Maybe I’d have seen the pictures and been just as horrified.
But I didn’t get his calls explaining the pictures, and I did get upset the moment I had a chance to breathe and check my alerts on my phone.
What I saw took my knees out from under me.
I was furious.
I was madder than hell at the situation, and I was even more upset that I’d done this to myself.
I knew that Linc’s fame would someday come back and bite us in the ass.
Knew it, yet I’d done it anyway.
“Are you okay, Conleigh?” Pru asked warily.
I’d only meant to pick my phone up for a quick glance to see if Linc had gotten back to me, and that quick glance had turned into me seeing a Google Alert with Linc’s name plastered all over all thirty of them.
The first one I’d clicked on had been accidental. I’d tried to swipe my phone open and had ended up accidentally clicking the Google Alert. From there, I hadn’t been able to look away from the train wreck in my hand.
I swallowed hard and swiped to the next picture, repeating the process over and over again until I got to the very last alert, this one of him in front of a hospital looking like shit warmed over.
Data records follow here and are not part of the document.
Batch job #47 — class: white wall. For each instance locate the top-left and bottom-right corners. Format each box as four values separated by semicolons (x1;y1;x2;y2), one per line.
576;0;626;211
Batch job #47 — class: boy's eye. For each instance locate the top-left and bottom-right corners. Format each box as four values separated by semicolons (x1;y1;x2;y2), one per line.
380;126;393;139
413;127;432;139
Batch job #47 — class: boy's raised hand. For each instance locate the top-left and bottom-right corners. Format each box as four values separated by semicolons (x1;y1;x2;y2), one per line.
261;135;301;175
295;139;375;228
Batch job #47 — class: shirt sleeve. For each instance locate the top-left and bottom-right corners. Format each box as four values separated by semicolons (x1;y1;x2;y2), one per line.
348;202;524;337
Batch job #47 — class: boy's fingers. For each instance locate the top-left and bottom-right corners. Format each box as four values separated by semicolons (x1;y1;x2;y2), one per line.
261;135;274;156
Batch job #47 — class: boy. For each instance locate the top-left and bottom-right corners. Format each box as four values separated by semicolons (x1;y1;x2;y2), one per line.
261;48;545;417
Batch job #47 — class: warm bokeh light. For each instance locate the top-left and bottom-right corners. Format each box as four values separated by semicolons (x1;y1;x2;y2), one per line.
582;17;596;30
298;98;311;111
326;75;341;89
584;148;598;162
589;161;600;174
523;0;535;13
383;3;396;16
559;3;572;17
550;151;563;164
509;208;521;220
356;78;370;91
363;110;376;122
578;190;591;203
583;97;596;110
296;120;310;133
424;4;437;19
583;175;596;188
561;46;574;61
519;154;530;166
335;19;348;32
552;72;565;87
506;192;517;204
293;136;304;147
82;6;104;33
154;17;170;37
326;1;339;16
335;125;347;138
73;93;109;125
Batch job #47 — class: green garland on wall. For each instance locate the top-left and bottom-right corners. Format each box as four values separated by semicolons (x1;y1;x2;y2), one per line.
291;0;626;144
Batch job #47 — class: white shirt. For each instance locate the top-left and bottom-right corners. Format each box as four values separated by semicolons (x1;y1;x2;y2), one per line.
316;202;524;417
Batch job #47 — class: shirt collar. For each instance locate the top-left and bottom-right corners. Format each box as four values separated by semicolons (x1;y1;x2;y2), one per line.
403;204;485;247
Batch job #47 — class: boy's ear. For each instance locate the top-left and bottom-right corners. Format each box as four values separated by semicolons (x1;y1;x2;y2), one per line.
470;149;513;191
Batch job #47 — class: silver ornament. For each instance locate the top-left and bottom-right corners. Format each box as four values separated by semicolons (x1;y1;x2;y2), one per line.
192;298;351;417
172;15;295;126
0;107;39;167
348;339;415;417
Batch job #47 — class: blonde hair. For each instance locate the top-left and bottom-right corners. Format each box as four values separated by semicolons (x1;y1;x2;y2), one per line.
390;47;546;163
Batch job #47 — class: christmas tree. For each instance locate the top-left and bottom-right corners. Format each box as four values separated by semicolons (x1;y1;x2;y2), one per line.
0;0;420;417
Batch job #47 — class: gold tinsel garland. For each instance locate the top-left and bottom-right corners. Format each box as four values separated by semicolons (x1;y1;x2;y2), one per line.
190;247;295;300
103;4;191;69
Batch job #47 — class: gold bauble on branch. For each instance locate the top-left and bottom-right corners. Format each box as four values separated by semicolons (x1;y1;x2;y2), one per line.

In the picture, he had his phone to his ear with one hand fisted in his hair, and I wanted nothing more than to shove my fist into his throat just so he’d feel the pain that was currently dominating the inside of my chest.
My breathing turned ragged, and I scrolled backward, looking at the photos that were much worse than the last one.
“Oh my God.”
I swallowed as Pru put voice to my words.
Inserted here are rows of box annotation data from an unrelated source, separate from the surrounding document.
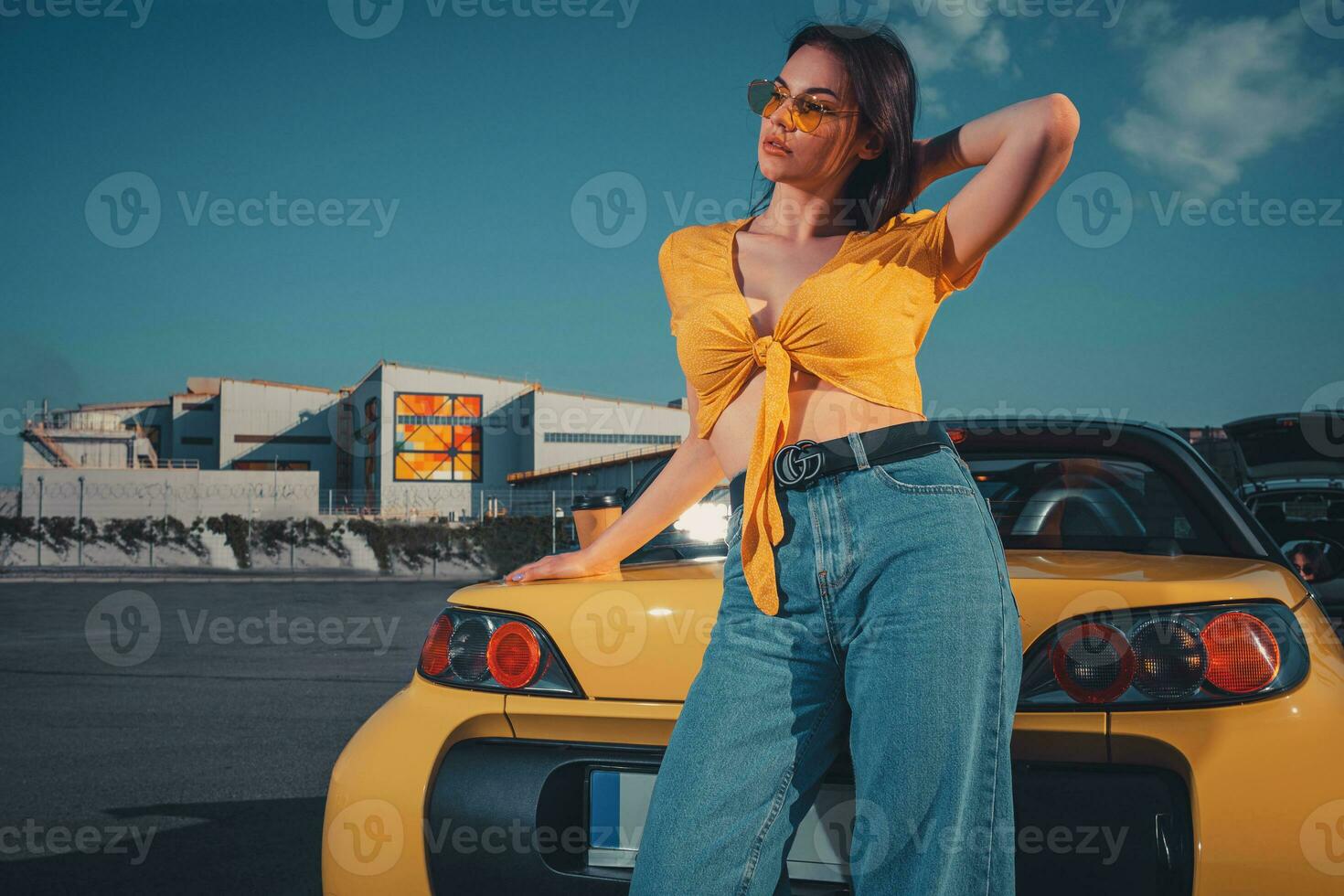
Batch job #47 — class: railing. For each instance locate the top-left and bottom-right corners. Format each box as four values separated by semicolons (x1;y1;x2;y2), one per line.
28;411;133;437
23;423;80;466
507;444;676;482
134;457;200;470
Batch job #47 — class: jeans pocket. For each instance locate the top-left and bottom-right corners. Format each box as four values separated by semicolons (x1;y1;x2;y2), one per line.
869;444;978;496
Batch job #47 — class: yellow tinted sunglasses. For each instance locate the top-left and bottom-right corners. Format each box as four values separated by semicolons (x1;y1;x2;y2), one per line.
747;78;859;133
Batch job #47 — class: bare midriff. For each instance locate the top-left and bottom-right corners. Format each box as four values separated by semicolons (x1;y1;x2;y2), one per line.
709;367;924;480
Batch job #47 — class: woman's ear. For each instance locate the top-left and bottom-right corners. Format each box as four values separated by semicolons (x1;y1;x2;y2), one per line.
859;131;883;161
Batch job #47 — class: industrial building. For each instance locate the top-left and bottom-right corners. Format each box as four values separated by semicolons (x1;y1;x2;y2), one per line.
22;360;689;520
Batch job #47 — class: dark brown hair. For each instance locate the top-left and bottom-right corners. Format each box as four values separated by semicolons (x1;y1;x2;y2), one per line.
750;22;919;229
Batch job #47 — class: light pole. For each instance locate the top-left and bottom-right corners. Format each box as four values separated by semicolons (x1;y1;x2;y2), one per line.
75;475;83;566
37;475;47;567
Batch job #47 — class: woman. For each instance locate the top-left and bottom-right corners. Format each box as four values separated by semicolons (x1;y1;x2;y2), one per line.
506;24;1078;896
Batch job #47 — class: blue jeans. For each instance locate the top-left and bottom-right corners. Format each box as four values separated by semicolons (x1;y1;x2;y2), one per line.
630;432;1021;896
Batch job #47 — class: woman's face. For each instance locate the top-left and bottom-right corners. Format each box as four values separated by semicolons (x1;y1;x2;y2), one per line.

Though, I wouldn’t have stopped there.
I felt tears starting to swell in my throat, and I started to hyperventilate.
And, closing my eyes and praying for strength, I closed my phone, turned it on silent, and pushed it into my pocket.
Then, without another word, I went back to work and didn’t once think about Linc again.
Also, that was a lie.
***
I didn’t make it through the day well, but I made it.
“Whoa there, darlin’.” Someone grabbed my wrist when I pushed angrily out of the back doors to the hospital.
I smiled absently at the man but froze when I saw that the man holding my wrist was a man that looked almost exactly like Tyson, but more rough and tumble.